Still, LA was controlling the breakouts from their zone, if not finishing in the other end just yet.

Meanwhile, a quick channel change to the Vegas-Ducks game showed that the Ducks were on the board, while the score was still a -2 deficit, 3-1. The shots were 16-10 in favor of the home Knights.

The Kings continued to press, enjoying another PP with about five minutes left in period two. The shots began 17-11 for the Sharks. Kopitar had a chance straight down the slot, firing a shot off Jones’s shoulder, but that was it. The team did not set up effectively otherwise.

The Sharks, after that chance, made a sloppy change and ended up with six players on the ice. The next PP started with 2:23 to go and the shots 19-13. Jones made a spectacular save right off the bat, then a leg save off a slapshot from Kempe, covering the point. Dustin Brown sat on the doorstep, and he buried it.

So in the space of a period, the Kings had turned it around from 0-2 to 2-2 and from low-skill to high. What had been said in the locker room between periods? Jarret Stoll, retired Kings’ player, said between P1 and P2 that it wasn’t necessarily anything the coach would say. The veterans themselves would do the talking. Whoever opened his mouth, it worked.

Could they hold it? And what was Anaheim doing? They allowed a fourth goal, a sneaker that went through Miller’s arm. They faced a 4-1 deficit going into P3. If you thought that meant trouble, well, you’d be wrong. The Ducks got three goals in the first 9:59 of the third. Tie game.

The Golden Knights, though, got the last one. Before we finish with the Kings, here’s the final Ducks’ stat line:  outshot, 31-23, won the faceoff battle at 60%, and outhit, 27-17.

Meantime, the Kings’ game centered a lot on Gabe Vilardi. Vilardi, Carter, and Kempe in period  three were a strong line, and they created one great odd-man rush. Brown said of Vilardi, “Quite honestly, he probably should have won the game for us. He made a great move, and Joner [Jones]  made a great save on it.”  This was speaking of overtime.

Overtime? Yup, the Kings were under siege in the last two minutes, and they finally yielded when Evander Kane had a shot and a couple of rebounds and put one past Petersen, the puck shooting off Kane’s stick on a jam and up into the top of the net.
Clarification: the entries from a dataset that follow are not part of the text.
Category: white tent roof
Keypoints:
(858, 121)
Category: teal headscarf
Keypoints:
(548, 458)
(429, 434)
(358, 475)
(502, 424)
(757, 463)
The tie was nearly broken when Vilardi got a couple of great chances from behind the net in OT. He then went back on defense and scooped a puck in an empty Kings’ crease to save a goal. It was all for nought, because the Sharks won in shootout, ending the game 4-3.

Kings coach McLellan said after, “We didn’t lose the game because of the empty net goal. We lost the game because of the first goal.” This is a poor start that won’t soon be forgotten.

 

Notes

Patrick Marleau equalled Jaromir Jagr in all-time games played at 1733. His next target is Messier at 1756  and then  Gordie Howe, 1767. Howe’s record does not include 419 games played in the WHA, a rival professional league that played from 1972-79. He returned from retirement to play in that league with is sons, Mark and Marty.

Drew Doughty was struck in  the  wrist by a slapshot in period three, retiring to the dressing room. No update was offered on his condition after the game.

Brian Kennedy is an accredited NHL media member and member of the PHWA. For the duration of the pandemic, he covers games from his SoCal home using team- and league-provided materials.